Our visit was primarily to Sunderland Maritime Heritage, run
by a group of enthusiastic volunteers to collect and collate objects and
documents that tell the story of Sunderland’s glorious and influential ship-building
past. Located in the east end of the city and up the hill above the mouth of
the River Wear, the building is not quite what you might expect. It occupies a
considerable space inside a modern industrial unit and from the outside
resembles a giant lock-up garage. Inside, however, it’s a hive of activity as
skilled carpenters employ their skills in harness with a range of modern
machinery, on all sorts of commissions that provide funds for the advancement
of their collection.
We were shown round by Ian Murray, one of the trustees of the
enterprise. We could not have had a better guide and I’m very grateful to Ian
for giving his time so readily, even delegating to a colleague when someone
came to discuss replacement carpets, following an unfortunate leak to the roof
in the upstairs library and archive, just so that he could complete our tour
for us. I left a copy of Seafarer Jones for their library, with the Jones
connection explained and with thanks to Chris’s brother, David, who did the
spade work on his family history, which I had then subsequently made use of.

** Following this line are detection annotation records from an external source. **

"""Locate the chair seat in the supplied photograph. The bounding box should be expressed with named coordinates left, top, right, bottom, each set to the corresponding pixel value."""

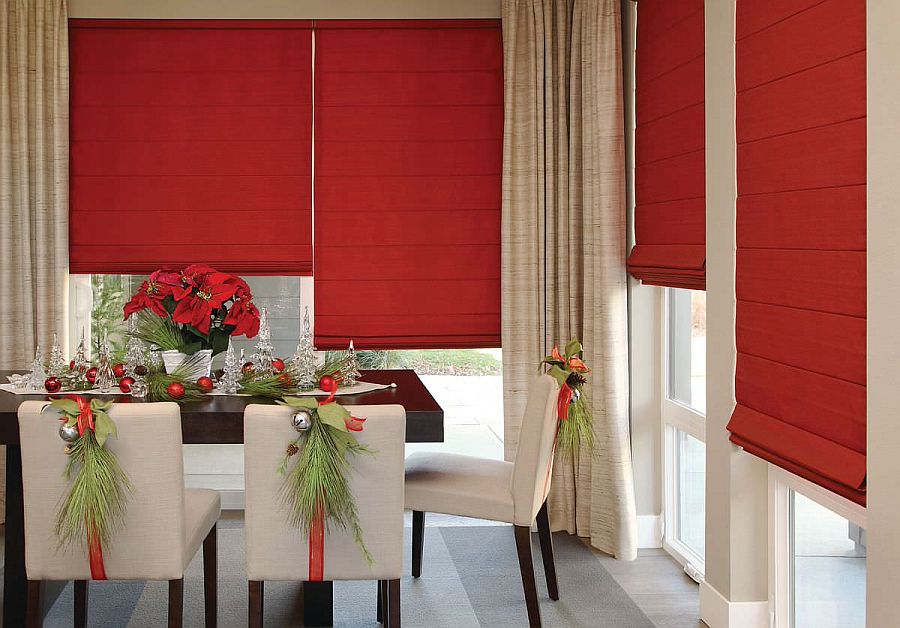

left=184, top=488, right=222, bottom=569
left=406, top=452, right=513, bottom=523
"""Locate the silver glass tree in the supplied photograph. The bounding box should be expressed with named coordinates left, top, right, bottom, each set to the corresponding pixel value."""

left=290, top=307, right=317, bottom=390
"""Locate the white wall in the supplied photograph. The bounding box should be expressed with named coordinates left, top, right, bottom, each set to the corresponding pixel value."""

left=866, top=0, right=900, bottom=628
left=700, top=0, right=768, bottom=628
left=69, top=0, right=500, bottom=19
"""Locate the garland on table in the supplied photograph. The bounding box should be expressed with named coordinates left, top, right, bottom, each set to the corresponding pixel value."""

left=541, top=338, right=594, bottom=457
left=50, top=395, right=132, bottom=580
left=278, top=386, right=374, bottom=582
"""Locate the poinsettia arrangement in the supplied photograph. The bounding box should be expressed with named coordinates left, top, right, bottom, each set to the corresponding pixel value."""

left=541, top=338, right=594, bottom=457
left=125, top=264, right=259, bottom=355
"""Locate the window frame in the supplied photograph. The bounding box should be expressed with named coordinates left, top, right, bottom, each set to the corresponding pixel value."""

left=660, top=288, right=706, bottom=582
left=767, top=463, right=866, bottom=628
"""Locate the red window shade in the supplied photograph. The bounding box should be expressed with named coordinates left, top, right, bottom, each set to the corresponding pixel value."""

left=69, top=20, right=312, bottom=275
left=315, top=20, right=503, bottom=349
left=728, top=0, right=866, bottom=504
left=628, top=0, right=706, bottom=290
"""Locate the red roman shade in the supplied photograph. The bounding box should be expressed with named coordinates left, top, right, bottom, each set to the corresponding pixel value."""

left=728, top=0, right=866, bottom=504
left=69, top=20, right=312, bottom=275
left=314, top=20, right=503, bottom=349
left=628, top=0, right=706, bottom=290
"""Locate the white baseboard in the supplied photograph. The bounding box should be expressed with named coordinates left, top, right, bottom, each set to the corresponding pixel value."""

left=700, top=582, right=771, bottom=628
left=638, top=515, right=663, bottom=549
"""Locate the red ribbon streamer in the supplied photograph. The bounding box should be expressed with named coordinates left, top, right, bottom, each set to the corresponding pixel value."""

left=87, top=530, right=106, bottom=580
left=309, top=505, right=325, bottom=582
left=556, top=382, right=573, bottom=421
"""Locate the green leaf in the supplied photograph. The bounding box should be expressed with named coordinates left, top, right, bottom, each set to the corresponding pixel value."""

left=319, top=403, right=350, bottom=432
left=566, top=338, right=583, bottom=358
left=94, top=410, right=117, bottom=447
left=275, top=397, right=319, bottom=410
left=547, top=366, right=569, bottom=386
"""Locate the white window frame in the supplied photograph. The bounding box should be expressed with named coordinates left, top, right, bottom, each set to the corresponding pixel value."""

left=660, top=288, right=706, bottom=581
left=768, top=463, right=866, bottom=628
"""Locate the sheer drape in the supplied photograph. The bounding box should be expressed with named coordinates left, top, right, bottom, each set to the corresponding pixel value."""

left=0, top=0, right=69, bottom=520
left=502, top=0, right=637, bottom=559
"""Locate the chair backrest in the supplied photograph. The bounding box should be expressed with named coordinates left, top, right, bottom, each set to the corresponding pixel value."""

left=244, top=405, right=406, bottom=580
left=511, top=374, right=559, bottom=526
left=19, top=401, right=185, bottom=580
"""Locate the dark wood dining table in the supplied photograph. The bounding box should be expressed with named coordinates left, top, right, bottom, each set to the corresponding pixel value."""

left=0, top=370, right=444, bottom=627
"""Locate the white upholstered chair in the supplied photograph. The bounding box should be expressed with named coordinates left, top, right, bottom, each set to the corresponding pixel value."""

left=244, top=405, right=406, bottom=628
left=19, top=401, right=220, bottom=628
left=406, top=375, right=559, bottom=626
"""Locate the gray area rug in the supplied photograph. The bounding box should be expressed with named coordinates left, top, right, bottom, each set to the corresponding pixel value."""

left=44, top=521, right=653, bottom=628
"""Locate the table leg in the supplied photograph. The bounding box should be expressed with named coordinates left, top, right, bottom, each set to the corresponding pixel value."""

left=3, top=445, right=25, bottom=626
left=303, top=582, right=334, bottom=626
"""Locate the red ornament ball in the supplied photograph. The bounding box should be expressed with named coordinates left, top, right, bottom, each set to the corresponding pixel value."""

left=319, top=375, right=337, bottom=393
left=166, top=382, right=184, bottom=399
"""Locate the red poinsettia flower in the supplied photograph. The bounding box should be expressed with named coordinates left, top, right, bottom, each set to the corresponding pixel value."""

left=124, top=281, right=172, bottom=319
left=172, top=272, right=235, bottom=334
left=224, top=296, right=259, bottom=338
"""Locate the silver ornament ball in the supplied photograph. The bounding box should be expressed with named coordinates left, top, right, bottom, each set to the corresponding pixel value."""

left=291, top=410, right=312, bottom=432
left=59, top=423, right=80, bottom=443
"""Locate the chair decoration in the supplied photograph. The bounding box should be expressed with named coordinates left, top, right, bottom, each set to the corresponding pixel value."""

left=541, top=338, right=594, bottom=457
left=278, top=386, right=375, bottom=582
left=50, top=395, right=133, bottom=580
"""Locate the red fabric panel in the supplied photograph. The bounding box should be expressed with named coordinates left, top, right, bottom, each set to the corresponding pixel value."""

left=69, top=20, right=312, bottom=275
left=315, top=20, right=503, bottom=349
left=728, top=0, right=866, bottom=505
left=628, top=0, right=706, bottom=289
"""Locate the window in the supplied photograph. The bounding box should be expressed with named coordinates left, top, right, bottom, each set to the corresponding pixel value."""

left=769, top=465, right=866, bottom=628
left=662, top=288, right=706, bottom=579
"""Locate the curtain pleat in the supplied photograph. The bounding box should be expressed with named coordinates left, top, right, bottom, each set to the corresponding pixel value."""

left=0, top=0, right=69, bottom=520
left=501, top=0, right=637, bottom=560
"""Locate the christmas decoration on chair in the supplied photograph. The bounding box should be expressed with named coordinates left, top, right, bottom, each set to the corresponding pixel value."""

left=48, top=395, right=132, bottom=580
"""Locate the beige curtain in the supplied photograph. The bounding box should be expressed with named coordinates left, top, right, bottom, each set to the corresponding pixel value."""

left=0, top=0, right=68, bottom=512
left=502, top=0, right=637, bottom=560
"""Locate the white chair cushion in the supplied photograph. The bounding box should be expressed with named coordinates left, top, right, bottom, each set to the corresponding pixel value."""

left=406, top=451, right=513, bottom=523
left=184, top=488, right=222, bottom=568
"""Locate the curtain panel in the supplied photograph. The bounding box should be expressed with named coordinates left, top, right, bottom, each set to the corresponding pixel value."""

left=0, top=0, right=69, bottom=524
left=69, top=19, right=312, bottom=275
left=728, top=0, right=866, bottom=505
left=501, top=0, right=637, bottom=559
left=628, top=0, right=706, bottom=290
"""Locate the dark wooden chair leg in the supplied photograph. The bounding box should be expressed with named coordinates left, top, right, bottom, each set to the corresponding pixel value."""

left=247, top=580, right=265, bottom=628
left=203, top=526, right=218, bottom=628
left=169, top=578, right=184, bottom=628
left=384, top=578, right=400, bottom=628
left=514, top=526, right=541, bottom=628
left=413, top=510, right=425, bottom=578
left=75, top=580, right=88, bottom=628
left=25, top=580, right=44, bottom=628
left=375, top=580, right=384, bottom=623
left=537, top=502, right=559, bottom=600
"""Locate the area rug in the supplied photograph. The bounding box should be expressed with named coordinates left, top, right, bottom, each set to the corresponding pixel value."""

left=38, top=521, right=653, bottom=628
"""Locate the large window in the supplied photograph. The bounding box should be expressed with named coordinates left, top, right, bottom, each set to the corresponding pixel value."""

left=769, top=465, right=866, bottom=628
left=662, top=288, right=706, bottom=578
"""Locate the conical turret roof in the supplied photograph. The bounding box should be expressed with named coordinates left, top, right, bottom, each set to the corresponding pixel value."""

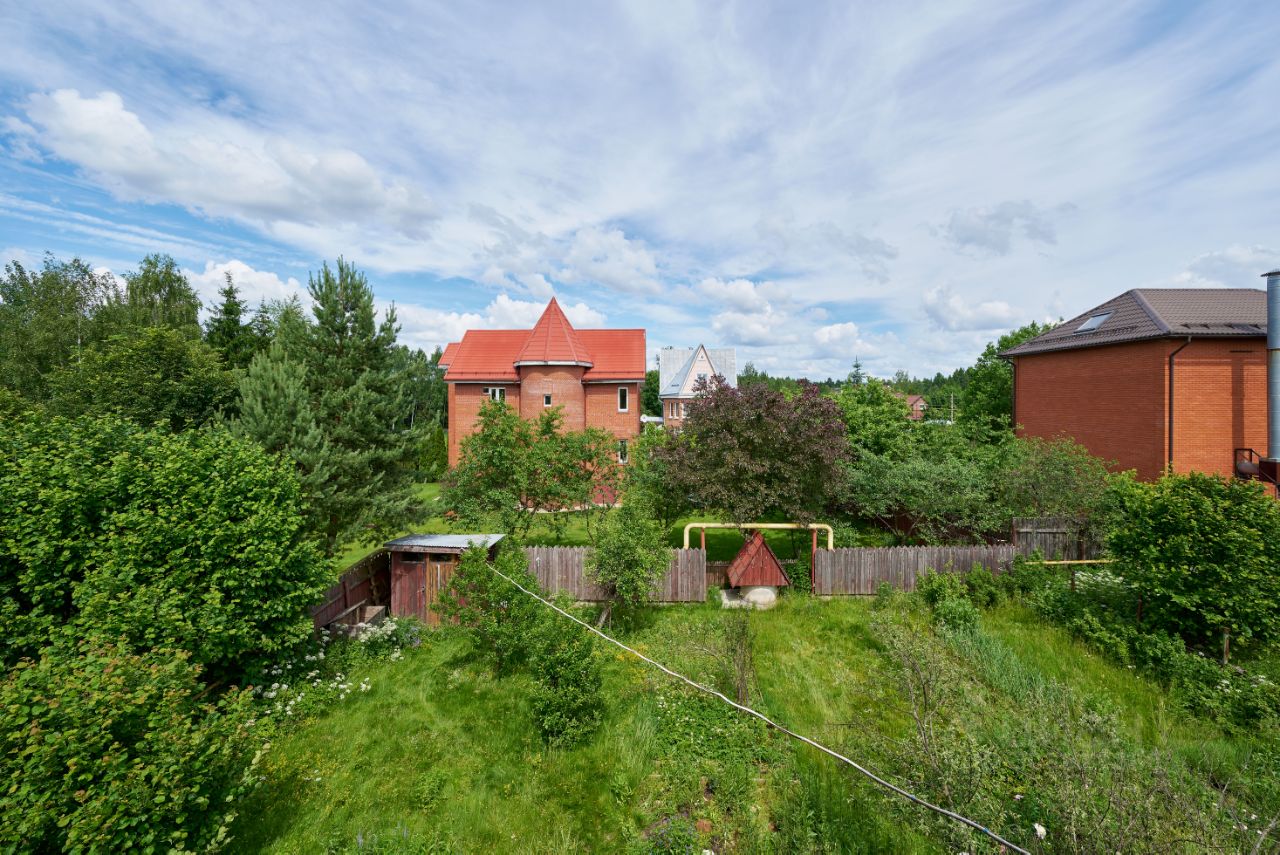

left=516, top=297, right=593, bottom=367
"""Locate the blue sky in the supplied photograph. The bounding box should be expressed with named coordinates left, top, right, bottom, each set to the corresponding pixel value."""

left=0, top=0, right=1280, bottom=376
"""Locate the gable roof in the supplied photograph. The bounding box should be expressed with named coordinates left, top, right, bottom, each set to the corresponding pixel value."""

left=516, top=297, right=591, bottom=367
left=1001, top=288, right=1267, bottom=356
left=440, top=300, right=645, bottom=383
left=658, top=344, right=737, bottom=398
left=728, top=531, right=791, bottom=587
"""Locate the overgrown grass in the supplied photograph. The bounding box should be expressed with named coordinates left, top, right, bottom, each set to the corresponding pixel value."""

left=236, top=595, right=1275, bottom=852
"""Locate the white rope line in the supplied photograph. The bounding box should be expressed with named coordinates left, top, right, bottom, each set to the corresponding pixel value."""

left=486, top=563, right=1030, bottom=855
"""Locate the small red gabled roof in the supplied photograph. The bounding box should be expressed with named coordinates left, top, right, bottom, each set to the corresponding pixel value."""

left=516, top=297, right=593, bottom=367
left=440, top=298, right=645, bottom=383
left=728, top=531, right=791, bottom=587
left=439, top=342, right=458, bottom=369
left=444, top=329, right=519, bottom=383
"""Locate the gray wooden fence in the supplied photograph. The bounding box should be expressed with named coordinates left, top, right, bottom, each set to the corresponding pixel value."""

left=1012, top=517, right=1102, bottom=561
left=525, top=547, right=707, bottom=603
left=311, top=549, right=390, bottom=628
left=813, top=544, right=1015, bottom=596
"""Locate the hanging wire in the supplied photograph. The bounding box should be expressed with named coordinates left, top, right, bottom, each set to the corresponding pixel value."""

We wandered back into the centre through modern replacement
housing estates and then through some elegant and stately inner urban, stone-built
terraces, where the successful entrepreneurs had lived, when the town was at
the forefront of the industrial revolution, making use of the coal and iron
that was on its doorstep, exporting its goods and building a new breed of ships
in which to do so. George and Robert Stephenson came from round here and a
number of early railways bringing coal down to the coast preceded even the
Stockton and Darlington Railway.
We found a very presentable and welcoming cafĂ© for lunch, where a large pizza and salad was advertised at pre-Covid prices at £6.00. Sunderland has obviously been hit hard by post-industrial trauma, but there is a lot of work going on in the centre to give it a facelift and some greater self-belief. The modern station of steel and glass with its a spacious entrance hall is a statement of intent, even though the platforms are sub-terranean and rather gloomy by comparison. I came away feeling that I really wanted Sunderland to find its way again before long. The people we met somehow deserve better. Just as long as that doesn’t involve recalling Jordan Pickford from Everton any time soon.